For Docker on x86 based OS-X we now typically use colima installed via brew.

Building an image

Image building is scripted in bash to make builds relatively straight-forward while meeting other goals.

To do a personal image build, from the top directory of a repo clone you can e.g.:

scripts/image-configure  roman

source setup-env

image-build

image-test   # to run built-in mission-specific headless tests

run-lab      # to run JupyterLab single user on your local computer

Image Structure

The diagram below illustrates the general structure of these images:

Image and Dockerfile Structure

Starting from an Ubuntu base image, a chain of 7 Dockerfiles is used to build the final product.

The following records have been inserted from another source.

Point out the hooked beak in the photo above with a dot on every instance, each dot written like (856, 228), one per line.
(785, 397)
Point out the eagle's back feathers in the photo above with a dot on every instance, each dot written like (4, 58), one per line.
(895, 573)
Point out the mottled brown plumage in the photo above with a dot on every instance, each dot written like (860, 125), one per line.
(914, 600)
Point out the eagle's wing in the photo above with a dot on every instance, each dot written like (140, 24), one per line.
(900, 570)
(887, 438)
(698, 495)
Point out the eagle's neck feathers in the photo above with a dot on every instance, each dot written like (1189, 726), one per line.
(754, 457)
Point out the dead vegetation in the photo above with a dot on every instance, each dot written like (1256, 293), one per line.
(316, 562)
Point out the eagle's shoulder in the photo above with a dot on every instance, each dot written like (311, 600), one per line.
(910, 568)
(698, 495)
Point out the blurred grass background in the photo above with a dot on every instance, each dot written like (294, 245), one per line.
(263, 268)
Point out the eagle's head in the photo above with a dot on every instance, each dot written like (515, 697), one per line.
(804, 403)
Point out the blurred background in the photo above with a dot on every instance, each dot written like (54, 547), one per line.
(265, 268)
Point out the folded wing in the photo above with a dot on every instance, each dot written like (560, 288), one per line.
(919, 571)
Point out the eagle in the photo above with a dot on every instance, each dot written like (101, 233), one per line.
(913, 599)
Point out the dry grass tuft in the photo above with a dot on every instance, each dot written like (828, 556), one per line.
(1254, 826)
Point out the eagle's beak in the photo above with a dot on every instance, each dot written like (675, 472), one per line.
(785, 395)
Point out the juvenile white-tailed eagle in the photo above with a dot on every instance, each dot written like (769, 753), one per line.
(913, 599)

Optional patch layers can be added later to address specific security concerns w/o rebuilding the entire image.


Why there is no single Dockerfile

The images are construcuted to meet multi-mission goals:

  1. Incorporates SSL certs needed to support builds within the confines of STScI's AWS platforms.

  2. Uses community jupyter/docker-stacks Dockerfiles defined on GitHub to provide a solid JupyterLab baseline pacing current community development.

  3. Adds common multi-mission packages, scripts, and configuration.

  4. Supports the definition of multiple mission-specific Python kernels per image and arbitrary mission-specific software.

Why commands are scripted vs. inlined

  1. Standardizes the installation and cleanup for Python conda, pip, and npm package environments ensuring minimal image size and consistent installation. Separates installation details from package lists and version constraints making it easier to focus on each individually.

  2. Supports the use of multiple requirements files enabling a mix of tightly prescribed and add-on requirements without re-writing any of the original package lists.

  3. Saves overall kernel/environment package version and dependency solutions to make precise rebuilds of Python environments possible later. Flip a switch and the same scripts which install loose requirements can re-install their saved version solutions enabling accurate reconstruction of mission environments.

  4. Supports easy definition of per-kernel automated import and notebook tests and implicit conversion of conda environments to jupyter kernels.

More documentation

More details on the source code layout and available scripts are in the doc directory.

In short, Dockerfiles and package lists are defined in the deployments subdirectory tree.

Build scripts for the host computer are defined in the scripts directory.